The Authority further found the company breached Ms Rimple's employment agreement by failing to provide at least seven days' notice of new rosters over a period of roughly 10 months. The Authority also found NZKL committed a further breach of clause 6.1 of the employment agreement regarding consecutive days off. Ms Rimple had also alleged the company failed to provide her with a two-week notice period. No penalty was imposed for the employment agreement breaches, with the Authority noting they were unintentional and that Ms Rimple candidly acknowledged she raised these particular claims only because of the unfair dismissal.
Total remedies ordered against NZ-Kebabs Limited included $14,000 in compensation for humiliation and injury to feelings, $22,620 representing six months' lost wages, and separate sums for unpaid sick leave, public holidays, and annual holiday pay, alongside the $16,000 Wages Protection Act penalty and interest. The Authority also found no contributory conduct by Ms Rimple warranting a reduction in remedies.
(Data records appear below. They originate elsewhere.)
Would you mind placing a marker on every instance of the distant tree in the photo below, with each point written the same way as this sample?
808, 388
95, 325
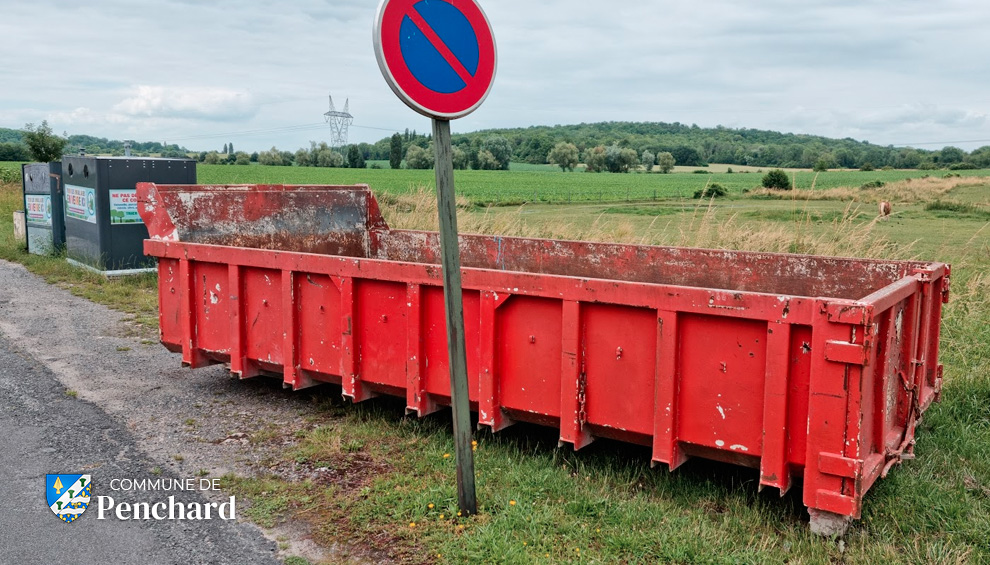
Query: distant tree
666, 162
564, 155
595, 159
824, 162
419, 158
43, 145
395, 152
487, 161
355, 159
500, 149
950, 155
460, 157
14, 152
777, 180
272, 157
326, 157
620, 160
648, 159
980, 157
If NZ-Kebabs Limited does not pay the sick leave, annual holiday, and public holiday sums within 28 days, the Authority granted leave for Ms Rimple to recover $4,577.12 from Mr Dhillon personally.
Both Mr Bal and Mr Dhillon were found to be personally involved in the employment standards breaches. Mr Bal held no formal director or employee role within the company, but the Authority found he occupied a position with NZ-Kebabs Limited because he had authority to act on its behalf with regard to employment related matters concerning Ms Rimple. Mr Dhillon, as restaurant manager, had knowledge of the essential facts concerning both the premium payments and Ms Rimple's unpaid leave entitlements.
The case confirms that fee-based migrant recruitment arrangements, even when conducted entirely offshore, fall within New Zealand's employment laws. Employers must make genuine, documented efforts to contact an employee before concluding abandonment, and any notification to Immigration New Zealand about a worker's status carries direct consequences for that individual.